On July 17, the 90-year-old was flown back in an air ambulance, costing Rs 15 lakh, as she was feeling lonely and wanted to be in Jaipur, her home for 70 years.
She was suffering from a stomach ailment and was admitted to Santokhba Durlabhji Hospital, where she was treated for intestine and gastric disorder. Discharged a few days ago, she was readmitted yesterday for chest infection.
“She had recovered from her gastrointestinal problems but yesterday she was detected with a lung infection. Her condition deteriorated this morning and she breathed her last around 1600 hours,” said Dr Subhash Kala of the hospital.

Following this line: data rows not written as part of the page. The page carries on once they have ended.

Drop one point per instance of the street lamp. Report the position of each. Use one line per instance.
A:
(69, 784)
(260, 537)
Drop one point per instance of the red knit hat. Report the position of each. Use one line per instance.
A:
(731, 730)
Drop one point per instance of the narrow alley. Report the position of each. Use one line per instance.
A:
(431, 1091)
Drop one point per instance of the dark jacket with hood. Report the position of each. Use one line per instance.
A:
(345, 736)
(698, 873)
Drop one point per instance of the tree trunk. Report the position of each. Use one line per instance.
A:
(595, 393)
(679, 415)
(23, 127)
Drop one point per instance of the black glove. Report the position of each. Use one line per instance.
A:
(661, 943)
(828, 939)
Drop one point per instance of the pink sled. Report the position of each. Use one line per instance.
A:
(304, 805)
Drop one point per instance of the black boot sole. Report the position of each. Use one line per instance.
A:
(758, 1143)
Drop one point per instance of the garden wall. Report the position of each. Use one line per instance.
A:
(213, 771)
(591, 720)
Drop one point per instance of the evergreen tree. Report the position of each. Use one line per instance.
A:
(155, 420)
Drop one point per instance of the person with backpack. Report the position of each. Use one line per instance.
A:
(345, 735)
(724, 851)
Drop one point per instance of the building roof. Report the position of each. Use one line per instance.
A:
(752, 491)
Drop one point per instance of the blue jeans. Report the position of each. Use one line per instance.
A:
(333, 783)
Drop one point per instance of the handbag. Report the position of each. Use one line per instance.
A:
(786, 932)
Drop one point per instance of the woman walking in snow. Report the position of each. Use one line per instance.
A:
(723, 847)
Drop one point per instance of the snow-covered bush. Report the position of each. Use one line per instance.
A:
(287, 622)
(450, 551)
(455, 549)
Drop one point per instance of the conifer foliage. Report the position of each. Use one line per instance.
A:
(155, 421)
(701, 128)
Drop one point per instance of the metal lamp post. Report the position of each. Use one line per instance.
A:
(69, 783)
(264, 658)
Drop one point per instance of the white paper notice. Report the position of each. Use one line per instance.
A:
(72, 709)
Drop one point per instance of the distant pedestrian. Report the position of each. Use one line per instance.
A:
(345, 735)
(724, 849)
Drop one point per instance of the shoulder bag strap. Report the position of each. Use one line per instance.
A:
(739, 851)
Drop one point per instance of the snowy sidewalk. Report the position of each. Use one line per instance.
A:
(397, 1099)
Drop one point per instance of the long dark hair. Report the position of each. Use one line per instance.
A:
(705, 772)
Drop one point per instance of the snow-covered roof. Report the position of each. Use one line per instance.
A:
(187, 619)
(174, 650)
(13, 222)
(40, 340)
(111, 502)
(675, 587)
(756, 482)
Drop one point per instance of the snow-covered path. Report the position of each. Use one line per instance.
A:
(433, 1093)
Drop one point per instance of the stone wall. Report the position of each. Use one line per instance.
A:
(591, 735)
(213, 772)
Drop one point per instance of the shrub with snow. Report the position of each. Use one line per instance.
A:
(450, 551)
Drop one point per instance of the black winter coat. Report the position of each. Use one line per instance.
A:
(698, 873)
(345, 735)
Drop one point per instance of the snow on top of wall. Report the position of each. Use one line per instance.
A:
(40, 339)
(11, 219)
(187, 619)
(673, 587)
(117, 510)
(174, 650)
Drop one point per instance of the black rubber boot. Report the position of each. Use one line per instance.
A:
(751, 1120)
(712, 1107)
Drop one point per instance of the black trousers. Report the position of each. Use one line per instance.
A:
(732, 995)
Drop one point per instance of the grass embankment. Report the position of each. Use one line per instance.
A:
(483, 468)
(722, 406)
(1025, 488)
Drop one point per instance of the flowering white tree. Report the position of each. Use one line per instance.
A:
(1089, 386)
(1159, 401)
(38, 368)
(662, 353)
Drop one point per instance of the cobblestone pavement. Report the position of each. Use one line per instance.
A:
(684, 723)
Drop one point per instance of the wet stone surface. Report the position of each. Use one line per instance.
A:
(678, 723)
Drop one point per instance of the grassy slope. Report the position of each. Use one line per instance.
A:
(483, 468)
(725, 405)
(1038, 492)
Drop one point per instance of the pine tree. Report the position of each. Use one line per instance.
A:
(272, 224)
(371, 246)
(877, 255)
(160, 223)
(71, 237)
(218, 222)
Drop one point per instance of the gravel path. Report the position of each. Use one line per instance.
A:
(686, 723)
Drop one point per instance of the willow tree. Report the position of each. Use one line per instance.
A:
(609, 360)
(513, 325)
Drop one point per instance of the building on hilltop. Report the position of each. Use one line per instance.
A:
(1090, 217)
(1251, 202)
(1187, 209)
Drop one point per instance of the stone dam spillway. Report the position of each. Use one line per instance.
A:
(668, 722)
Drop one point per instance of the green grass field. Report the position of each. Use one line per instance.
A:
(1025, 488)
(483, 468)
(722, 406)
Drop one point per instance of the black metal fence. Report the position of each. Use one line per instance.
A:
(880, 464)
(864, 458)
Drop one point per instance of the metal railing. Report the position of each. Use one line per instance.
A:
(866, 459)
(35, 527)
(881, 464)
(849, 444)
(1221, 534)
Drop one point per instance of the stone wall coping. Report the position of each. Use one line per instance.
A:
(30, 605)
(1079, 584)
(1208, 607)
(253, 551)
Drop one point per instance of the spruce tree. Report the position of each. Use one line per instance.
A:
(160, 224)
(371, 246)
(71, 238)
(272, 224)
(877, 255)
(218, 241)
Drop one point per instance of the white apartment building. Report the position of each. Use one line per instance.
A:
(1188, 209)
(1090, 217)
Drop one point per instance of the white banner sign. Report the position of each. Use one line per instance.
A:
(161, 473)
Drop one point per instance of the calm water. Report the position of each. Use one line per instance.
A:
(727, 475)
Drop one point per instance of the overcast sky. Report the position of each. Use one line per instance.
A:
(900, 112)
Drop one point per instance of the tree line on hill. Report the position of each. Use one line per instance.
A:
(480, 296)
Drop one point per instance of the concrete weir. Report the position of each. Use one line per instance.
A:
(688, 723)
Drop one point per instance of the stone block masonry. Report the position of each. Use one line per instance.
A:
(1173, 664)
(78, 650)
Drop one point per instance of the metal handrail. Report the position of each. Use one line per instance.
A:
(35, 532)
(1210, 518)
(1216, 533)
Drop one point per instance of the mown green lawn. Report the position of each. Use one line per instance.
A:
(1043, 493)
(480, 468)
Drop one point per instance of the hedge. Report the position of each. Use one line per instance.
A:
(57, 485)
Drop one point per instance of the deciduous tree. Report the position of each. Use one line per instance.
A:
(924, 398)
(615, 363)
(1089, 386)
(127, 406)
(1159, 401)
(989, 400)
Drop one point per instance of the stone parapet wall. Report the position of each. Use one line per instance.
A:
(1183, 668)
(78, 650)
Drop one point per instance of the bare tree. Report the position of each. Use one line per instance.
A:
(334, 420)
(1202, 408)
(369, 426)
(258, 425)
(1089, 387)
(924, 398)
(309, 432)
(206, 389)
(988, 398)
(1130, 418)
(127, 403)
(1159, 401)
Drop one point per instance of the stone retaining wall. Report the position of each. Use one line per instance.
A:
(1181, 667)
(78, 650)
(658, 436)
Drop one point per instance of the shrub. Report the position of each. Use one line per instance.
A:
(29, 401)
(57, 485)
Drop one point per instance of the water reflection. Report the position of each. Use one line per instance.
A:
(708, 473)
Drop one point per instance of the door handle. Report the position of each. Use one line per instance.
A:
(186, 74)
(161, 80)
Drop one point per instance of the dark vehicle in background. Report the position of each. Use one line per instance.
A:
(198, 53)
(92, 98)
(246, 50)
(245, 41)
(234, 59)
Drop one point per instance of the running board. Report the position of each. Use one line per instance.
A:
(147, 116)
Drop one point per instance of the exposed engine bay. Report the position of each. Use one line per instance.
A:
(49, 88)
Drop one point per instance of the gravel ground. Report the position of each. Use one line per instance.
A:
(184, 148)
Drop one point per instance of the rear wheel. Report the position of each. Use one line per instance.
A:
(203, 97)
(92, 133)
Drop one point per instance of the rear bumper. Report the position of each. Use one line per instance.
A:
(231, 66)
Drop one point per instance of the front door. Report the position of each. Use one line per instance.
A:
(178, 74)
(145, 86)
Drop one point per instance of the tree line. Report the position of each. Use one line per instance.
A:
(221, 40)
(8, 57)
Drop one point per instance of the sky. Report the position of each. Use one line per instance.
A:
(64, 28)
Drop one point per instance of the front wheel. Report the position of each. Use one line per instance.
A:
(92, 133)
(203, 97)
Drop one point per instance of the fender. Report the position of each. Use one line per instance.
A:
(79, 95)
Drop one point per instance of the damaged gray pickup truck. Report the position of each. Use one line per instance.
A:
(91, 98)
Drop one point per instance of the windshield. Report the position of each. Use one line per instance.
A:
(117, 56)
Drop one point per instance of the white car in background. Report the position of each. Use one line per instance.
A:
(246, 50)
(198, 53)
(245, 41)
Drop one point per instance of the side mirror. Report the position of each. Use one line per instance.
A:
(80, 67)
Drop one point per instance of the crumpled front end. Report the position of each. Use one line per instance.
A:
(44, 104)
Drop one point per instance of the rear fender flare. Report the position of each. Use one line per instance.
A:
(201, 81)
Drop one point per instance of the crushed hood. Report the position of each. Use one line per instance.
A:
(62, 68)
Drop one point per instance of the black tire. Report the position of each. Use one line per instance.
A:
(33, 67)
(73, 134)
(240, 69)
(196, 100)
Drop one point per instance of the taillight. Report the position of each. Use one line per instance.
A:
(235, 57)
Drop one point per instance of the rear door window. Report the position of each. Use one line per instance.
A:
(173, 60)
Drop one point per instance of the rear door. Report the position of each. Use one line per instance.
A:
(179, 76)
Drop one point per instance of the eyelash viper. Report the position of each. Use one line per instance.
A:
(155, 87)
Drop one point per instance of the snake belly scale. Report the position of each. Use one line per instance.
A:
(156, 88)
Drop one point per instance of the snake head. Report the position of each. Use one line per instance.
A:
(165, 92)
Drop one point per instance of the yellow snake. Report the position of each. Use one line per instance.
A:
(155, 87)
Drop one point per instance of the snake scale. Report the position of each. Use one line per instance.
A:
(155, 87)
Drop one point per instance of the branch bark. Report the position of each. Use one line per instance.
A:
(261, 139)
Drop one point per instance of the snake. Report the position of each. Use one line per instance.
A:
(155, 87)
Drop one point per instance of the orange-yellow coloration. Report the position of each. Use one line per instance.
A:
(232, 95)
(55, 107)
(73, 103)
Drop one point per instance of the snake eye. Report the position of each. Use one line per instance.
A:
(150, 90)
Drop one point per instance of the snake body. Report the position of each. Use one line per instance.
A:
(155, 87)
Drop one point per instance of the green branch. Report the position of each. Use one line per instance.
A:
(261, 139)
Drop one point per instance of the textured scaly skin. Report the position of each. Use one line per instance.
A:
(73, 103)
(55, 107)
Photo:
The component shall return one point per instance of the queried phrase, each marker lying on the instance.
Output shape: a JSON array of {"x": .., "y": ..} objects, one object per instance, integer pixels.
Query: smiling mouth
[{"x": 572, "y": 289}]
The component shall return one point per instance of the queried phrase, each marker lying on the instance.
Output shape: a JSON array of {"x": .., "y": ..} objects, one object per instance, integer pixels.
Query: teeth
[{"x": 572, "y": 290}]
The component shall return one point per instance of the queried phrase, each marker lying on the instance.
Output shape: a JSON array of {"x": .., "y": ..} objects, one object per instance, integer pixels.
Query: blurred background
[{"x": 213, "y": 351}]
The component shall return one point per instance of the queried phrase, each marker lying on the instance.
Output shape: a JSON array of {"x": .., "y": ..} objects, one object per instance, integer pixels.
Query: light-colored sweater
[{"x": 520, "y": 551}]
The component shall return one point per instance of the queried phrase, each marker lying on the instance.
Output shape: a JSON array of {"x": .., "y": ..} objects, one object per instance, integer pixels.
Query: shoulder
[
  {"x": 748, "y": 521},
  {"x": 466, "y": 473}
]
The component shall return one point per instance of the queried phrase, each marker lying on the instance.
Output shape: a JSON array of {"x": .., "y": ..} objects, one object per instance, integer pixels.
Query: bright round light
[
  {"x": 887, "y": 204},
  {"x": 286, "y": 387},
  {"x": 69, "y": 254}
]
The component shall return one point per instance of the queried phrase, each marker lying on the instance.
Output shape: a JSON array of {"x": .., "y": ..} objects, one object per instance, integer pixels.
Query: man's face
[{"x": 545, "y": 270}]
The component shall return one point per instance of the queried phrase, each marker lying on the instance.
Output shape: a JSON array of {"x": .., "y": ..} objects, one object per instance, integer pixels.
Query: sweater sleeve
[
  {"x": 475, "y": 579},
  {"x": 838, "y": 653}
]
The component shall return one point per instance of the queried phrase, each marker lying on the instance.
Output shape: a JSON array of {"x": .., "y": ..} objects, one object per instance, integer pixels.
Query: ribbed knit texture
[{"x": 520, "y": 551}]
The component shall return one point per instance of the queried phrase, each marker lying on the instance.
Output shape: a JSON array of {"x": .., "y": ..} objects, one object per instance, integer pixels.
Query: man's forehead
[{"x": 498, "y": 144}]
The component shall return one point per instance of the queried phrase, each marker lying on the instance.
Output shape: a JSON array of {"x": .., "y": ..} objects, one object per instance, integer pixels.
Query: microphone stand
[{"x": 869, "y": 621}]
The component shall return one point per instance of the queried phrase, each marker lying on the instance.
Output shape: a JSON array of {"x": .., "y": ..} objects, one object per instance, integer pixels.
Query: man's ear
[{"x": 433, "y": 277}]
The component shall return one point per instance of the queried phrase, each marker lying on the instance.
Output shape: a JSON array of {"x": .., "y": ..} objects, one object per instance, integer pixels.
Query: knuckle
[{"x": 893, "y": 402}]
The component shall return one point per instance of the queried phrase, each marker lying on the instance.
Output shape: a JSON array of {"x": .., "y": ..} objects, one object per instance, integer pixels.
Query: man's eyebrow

The city had lost its beloved “Queen Mother”. Bengal had lost a daughter — she was born in 1919 to Maharaja Jitendra Narayan and Maharani Indira Devi of the Koch dynasty of Cooch Behar. And India had lost one of its most glamorous, wealthy and progressive royals.
Gayatri Devi’s death came a day after another celebrated beauty of her time, Leela Naidu, died. Sometime in the sixties, fashion magazine Vogue had named the two as among the world’s 10 most beautiful women.
Gayatri Devi’s life was the stuff fairy tales are made of: a carefree childhood in the sprawling Cooch Behar palace; a panther kill when she was 12; trips with her mother to Europe; a secret six-year courtship with a dashing polo player whom she called Jai, but who happened to be the Maharaja of Jaipur, Sawai Mansingh II; her marriage and her entrance into the famed City Palace of Jaipur, where she had to adjust to unfamiliar customs and to life with the Maharaja’s two other wives.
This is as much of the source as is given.